There are some people who appear odd to the world not because they are broken, but because they refuse to break. I’m one of those people. I’m introspective, analytical, and allergic to surface-level thinking. I’ve never been one to fit easily into society’s tight little boxes, and that has come with a price—mostly isolation, misunderstanding, and the feeling that I’m permanently out of sync with the rhythms around me.
My story is not a sob story, though. It’s a human one. Raised in an unstable home, having lost my father at a very young age, I grew up with a kind of mental gravity that most kids never have to carry. That gravity turned into insight over time. I developed a deep sense of awareness, a thirst for truth, and an uncompromising desire to create something meaningful.
Today, I find myself living in a culture obsessed with the shallow. People worship convenience, mock depth, and dismiss anything they don’t immediately understand. In that kind of climate, people like me aren’t just overlooked—we’re seen as a problem. We disrupt the comfort of denial.
That brings me to technology. Artificial Intelligence, in particular, has become both a fascination and a tool for me. It helps me build, create, and organize in ways I couldn’t otherwise manage alone. But more than that, it reflects something about us. Tech isn’t the villain—ignorance is. People fear what they don’t understand. They laugh at it, mock it, or call it dangerous without taking even five minutes to learn what it actually is.

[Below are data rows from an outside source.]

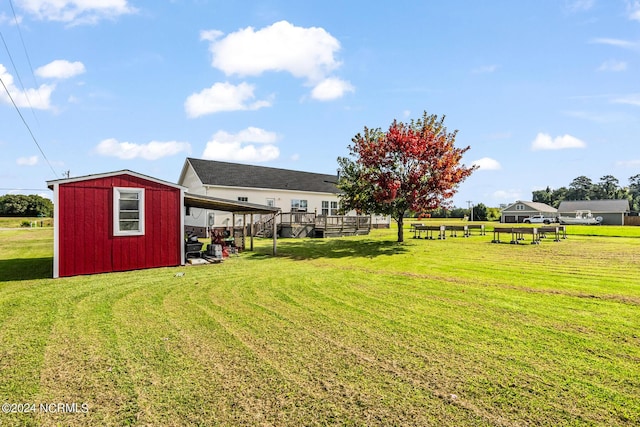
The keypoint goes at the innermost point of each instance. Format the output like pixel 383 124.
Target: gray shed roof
pixel 602 206
pixel 226 174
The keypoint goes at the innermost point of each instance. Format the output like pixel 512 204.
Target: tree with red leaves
pixel 411 167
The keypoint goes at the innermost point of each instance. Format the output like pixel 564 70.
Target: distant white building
pixel 517 212
pixel 613 212
pixel 291 191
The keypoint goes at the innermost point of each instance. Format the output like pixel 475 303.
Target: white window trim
pixel 116 211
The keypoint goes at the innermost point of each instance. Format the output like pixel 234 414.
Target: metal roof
pixel 51 183
pixel 533 206
pixel 215 173
pixel 217 204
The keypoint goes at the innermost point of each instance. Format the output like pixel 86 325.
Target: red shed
pixel 116 221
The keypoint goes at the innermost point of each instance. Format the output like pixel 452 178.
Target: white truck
pixel 539 219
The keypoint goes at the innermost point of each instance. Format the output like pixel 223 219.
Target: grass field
pixel 350 331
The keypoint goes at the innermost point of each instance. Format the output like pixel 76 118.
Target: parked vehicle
pixel 539 219
pixel 583 217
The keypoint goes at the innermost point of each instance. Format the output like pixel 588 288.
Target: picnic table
pixel 418 229
pixel 517 234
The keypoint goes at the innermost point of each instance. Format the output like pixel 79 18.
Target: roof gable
pixel 616 205
pixel 215 173
pixel 128 172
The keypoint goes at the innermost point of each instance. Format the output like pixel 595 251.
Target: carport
pixel 236 208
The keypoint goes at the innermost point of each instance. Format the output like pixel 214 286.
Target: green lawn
pixel 351 331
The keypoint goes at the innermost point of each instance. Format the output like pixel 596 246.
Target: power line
pixel 15 69
pixel 28 128
pixel 15 17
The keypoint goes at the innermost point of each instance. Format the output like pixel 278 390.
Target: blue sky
pixel 542 90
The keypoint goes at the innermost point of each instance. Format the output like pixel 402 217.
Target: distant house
pixel 289 190
pixel 611 211
pixel 116 221
pixel 517 212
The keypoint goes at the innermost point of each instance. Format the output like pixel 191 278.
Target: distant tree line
pixel 21 205
pixel 583 188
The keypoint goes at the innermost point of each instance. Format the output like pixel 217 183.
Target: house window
pixel 128 211
pixel 298 205
pixel 325 207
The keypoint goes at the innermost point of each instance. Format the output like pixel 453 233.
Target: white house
pixel 517 212
pixel 291 191
pixel 613 212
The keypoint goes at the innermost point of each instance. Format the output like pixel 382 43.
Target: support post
pixel 251 232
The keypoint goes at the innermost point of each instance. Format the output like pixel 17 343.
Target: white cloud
pixel 151 151
pixel 30 98
pixel 610 117
pixel 633 7
pixel 223 97
pixel 60 69
pixel 544 141
pixel 330 89
pixel 613 65
pixel 251 145
pixel 628 163
pixel 27 161
pixel 633 99
pixel 76 11
pixel 304 52
pixel 487 163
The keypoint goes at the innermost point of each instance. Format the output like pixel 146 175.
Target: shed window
pixel 128 211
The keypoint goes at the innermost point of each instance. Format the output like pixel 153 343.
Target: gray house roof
pixel 595 206
pixel 531 206
pixel 226 174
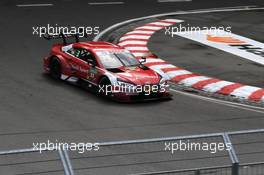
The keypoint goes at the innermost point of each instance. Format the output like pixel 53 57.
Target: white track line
pixel 33 5
pixel 161 1
pixel 106 3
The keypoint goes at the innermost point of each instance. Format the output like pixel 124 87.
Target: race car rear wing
pixel 61 36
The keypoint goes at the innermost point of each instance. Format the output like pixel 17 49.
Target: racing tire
pixel 55 68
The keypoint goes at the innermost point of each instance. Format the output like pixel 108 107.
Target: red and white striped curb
pixel 136 42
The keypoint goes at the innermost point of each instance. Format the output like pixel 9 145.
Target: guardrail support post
pixel 232 154
pixel 235 169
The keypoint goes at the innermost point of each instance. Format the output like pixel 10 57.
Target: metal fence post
pixel 235 169
pixel 197 172
pixel 232 154
pixel 65 161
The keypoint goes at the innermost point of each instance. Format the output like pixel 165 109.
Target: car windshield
pixel 115 59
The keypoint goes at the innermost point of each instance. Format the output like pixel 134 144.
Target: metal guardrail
pixel 233 169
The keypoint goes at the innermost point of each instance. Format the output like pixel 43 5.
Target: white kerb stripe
pixel 192 80
pixel 150 27
pixel 134 37
pixel 214 87
pixel 244 91
pixel 141 32
pixel 131 42
pixel 161 66
pixel 161 23
pixel 139 54
pixel 175 73
pixel 154 60
pixel 173 20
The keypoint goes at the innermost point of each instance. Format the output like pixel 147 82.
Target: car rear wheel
pixel 105 87
pixel 55 68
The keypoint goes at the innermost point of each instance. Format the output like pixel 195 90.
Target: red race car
pixel 108 68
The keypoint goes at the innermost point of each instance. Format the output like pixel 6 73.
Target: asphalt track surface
pixel 34 108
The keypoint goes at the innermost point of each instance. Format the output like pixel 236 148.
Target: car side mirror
pixel 142 60
pixel 91 62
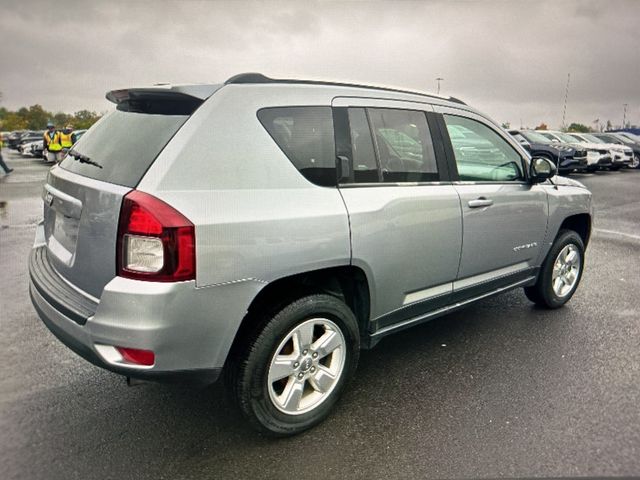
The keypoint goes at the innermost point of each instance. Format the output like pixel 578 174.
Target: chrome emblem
pixel 526 245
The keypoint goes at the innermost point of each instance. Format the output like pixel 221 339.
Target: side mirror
pixel 541 169
pixel 525 144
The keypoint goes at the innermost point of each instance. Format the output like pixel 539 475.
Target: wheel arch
pixel 579 223
pixel 347 283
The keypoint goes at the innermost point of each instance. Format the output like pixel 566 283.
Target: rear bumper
pixel 189 329
pixel 79 340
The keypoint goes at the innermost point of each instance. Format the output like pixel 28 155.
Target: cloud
pixel 510 59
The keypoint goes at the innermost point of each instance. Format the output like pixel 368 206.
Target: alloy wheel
pixel 306 366
pixel 566 270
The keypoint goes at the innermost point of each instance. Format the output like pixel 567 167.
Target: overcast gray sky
pixel 509 59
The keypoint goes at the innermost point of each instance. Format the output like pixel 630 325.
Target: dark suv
pixel 566 157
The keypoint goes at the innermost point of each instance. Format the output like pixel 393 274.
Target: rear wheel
pixel 290 375
pixel 560 273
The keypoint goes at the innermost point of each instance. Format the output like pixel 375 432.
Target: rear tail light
pixel 155 241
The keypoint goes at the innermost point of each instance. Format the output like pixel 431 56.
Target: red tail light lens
pixel 136 356
pixel 155 242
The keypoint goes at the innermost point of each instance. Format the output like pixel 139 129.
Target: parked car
pixel 37 149
pixel 625 140
pixel 14 138
pixel 26 148
pixel 77 135
pixel 28 138
pixel 271 229
pixel 567 158
pixel 620 155
pixel 598 158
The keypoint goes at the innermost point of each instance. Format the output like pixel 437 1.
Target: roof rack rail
pixel 253 77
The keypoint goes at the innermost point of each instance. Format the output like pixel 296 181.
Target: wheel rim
pixel 306 366
pixel 566 270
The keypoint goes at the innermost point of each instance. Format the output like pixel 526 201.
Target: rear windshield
pixel 121 147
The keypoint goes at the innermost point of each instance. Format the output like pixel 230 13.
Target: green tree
pixel 579 128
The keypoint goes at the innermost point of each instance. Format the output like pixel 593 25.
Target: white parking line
pixel 621 234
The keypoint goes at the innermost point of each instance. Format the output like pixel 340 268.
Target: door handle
pixel 480 202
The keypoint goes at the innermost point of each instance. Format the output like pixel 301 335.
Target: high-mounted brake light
pixel 155 242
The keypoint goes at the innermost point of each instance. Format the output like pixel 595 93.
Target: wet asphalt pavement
pixel 499 389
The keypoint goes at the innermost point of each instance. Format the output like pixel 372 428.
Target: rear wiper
pixel 83 158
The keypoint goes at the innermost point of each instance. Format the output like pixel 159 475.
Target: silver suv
pixel 270 229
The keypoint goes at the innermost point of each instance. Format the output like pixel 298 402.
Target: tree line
pixel 36 118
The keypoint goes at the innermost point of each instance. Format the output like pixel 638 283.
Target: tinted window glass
pixel 121 146
pixel 365 168
pixel 481 154
pixel 404 145
pixel 305 135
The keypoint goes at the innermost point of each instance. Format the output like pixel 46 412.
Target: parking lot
pixel 498 389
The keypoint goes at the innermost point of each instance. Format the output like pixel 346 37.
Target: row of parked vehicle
pixel 30 143
pixel 582 152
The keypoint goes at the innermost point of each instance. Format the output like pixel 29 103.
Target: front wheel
pixel 289 376
pixel 560 273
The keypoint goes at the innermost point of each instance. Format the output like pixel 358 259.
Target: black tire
pixel 542 293
pixel 247 375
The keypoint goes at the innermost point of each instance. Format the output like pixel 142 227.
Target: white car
pixel 25 148
pixel 598 157
pixel 621 156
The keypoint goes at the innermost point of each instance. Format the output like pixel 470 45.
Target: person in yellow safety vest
pixel 52 143
pixel 67 137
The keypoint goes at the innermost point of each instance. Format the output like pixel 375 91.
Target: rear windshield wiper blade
pixel 83 158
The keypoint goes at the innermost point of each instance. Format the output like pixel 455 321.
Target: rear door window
pixel 121 147
pixel 403 142
pixel 305 135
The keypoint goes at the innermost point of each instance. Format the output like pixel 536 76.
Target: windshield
pixel 634 138
pixel 550 136
pixel 609 138
pixel 577 138
pixel 121 146
pixel 565 138
pixel 535 137
pixel 593 139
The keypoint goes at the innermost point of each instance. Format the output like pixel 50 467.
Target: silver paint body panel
pixel 258 220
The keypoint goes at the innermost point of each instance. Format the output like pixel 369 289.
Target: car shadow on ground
pixel 420 368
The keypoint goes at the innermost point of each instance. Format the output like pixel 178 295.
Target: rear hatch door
pixel 83 194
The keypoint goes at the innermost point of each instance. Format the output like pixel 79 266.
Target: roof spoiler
pixel 254 77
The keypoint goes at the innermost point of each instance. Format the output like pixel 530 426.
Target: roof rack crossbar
pixel 252 77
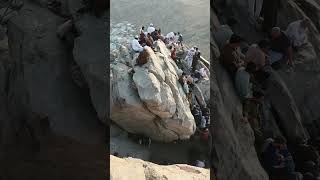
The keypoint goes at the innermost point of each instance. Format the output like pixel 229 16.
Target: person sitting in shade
pixel 136 45
pixel 280 47
pixel 230 57
pixel 297 32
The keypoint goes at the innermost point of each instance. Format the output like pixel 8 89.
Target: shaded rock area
pixel 130 168
pixel 291 106
pixel 50 127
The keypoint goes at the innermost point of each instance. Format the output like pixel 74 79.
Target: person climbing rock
pixel 154 35
pixel 280 48
pixel 230 57
pixel 143 57
pixel 255 7
pixel 278 161
pixel 174 54
pixel 197 94
pixel 136 45
pixel 195 59
pixel 242 81
pixel 180 39
pixel 189 57
pixel 270 14
pixel 151 28
pixel 297 32
pixel 257 53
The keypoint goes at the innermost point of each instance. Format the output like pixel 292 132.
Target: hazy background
pixel 191 18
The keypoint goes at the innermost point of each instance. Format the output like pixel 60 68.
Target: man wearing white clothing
pixel 255 7
pixel 189 57
pixel 297 32
pixel 151 29
pixel 136 45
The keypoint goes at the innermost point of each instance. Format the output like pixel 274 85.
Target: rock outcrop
pixel 130 168
pixel 288 109
pixel 46 120
pixel 147 100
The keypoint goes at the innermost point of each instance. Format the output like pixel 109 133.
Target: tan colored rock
pixel 130 168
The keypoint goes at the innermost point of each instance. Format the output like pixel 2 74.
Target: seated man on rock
pixel 278 161
pixel 143 57
pixel 257 53
pixel 230 57
pixel 280 48
pixel 297 32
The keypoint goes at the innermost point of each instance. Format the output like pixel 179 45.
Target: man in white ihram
pixel 151 29
pixel 136 45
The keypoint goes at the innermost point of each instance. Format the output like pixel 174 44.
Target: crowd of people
pixel 250 67
pixel 192 73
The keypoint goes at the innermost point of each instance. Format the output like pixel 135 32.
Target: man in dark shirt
pixel 270 10
pixel 280 47
pixel 230 57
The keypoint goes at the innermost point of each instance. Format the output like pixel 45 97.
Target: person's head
pixel 251 67
pixel 301 141
pixel 235 40
pixel 305 23
pixel 264 45
pixel 280 142
pixel 308 176
pixel 275 32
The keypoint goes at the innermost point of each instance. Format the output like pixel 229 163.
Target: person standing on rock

When you fear the unknown, you limit your own future. Dismissing new ideas doesn’t make you strong; it makes you stagnant. I’ve seen firsthand how that kind of intellectual fear can ruin lives—not because the future is cruel, but because people refuse to grow into it.
Right now, I’m focused on creating cookbooks that celebrate flavor, seasonality, and sustainability. I’m building a business that connects people to food and meaning. I’m also exploring how AI can help people better understand themselves—through a personalized report system I created called the Legacy Compass Report, which ties everything about a person together, including their personal bio, with numerology, astrology, and other ancient symbolic systems to map one’s life path and potential. I know the skeptics will have to weigh in.
Do I worry? Every day. I worry that I’ve missed my window. I worry that culture is moving too fast in the wrong direction. I worry that people are so consumed by noise, novelty, and little dopamine rushes of pleasure that they’ve forgotten how to value wisdom, effort, and depth. But I haven’t given up. Because I know that there are others out there—people like me—who want to feel something real.
To those who look at people like me and don’t understand us: maybe it’s not that we’re strange. Maybe it’s that we’re a few steps ahead in a direction you haven’t turned toward yet. Maybe what looks like discomfort is actually the early stage of transformation. Maybe you’re getting left behind and subconsciously you know it and that change makes you uncomfortable, so you have to take it out on the person who creates that change. In the end you'll lose doing that.
Hickory has a chance. But it won’t come from clinging to old mindsets or dismissing what’s unfamiliar -- thinking, “It’s the Devvil” because you don’t understand it.
Personal Growth comes from curiosity, open minds, and courage. You don’t have to understand everything. But you have to stop attacking what you haven’t tried to understand.
The future isn’t something to fear—it’s something to build. That’s what I’m doing. That’s what I hope others will join me in doing too. Those who cast out what they can’t comprehend will come to find that it wasn’t danger they avoided—it’s a reality they’ll never be brave enough to face.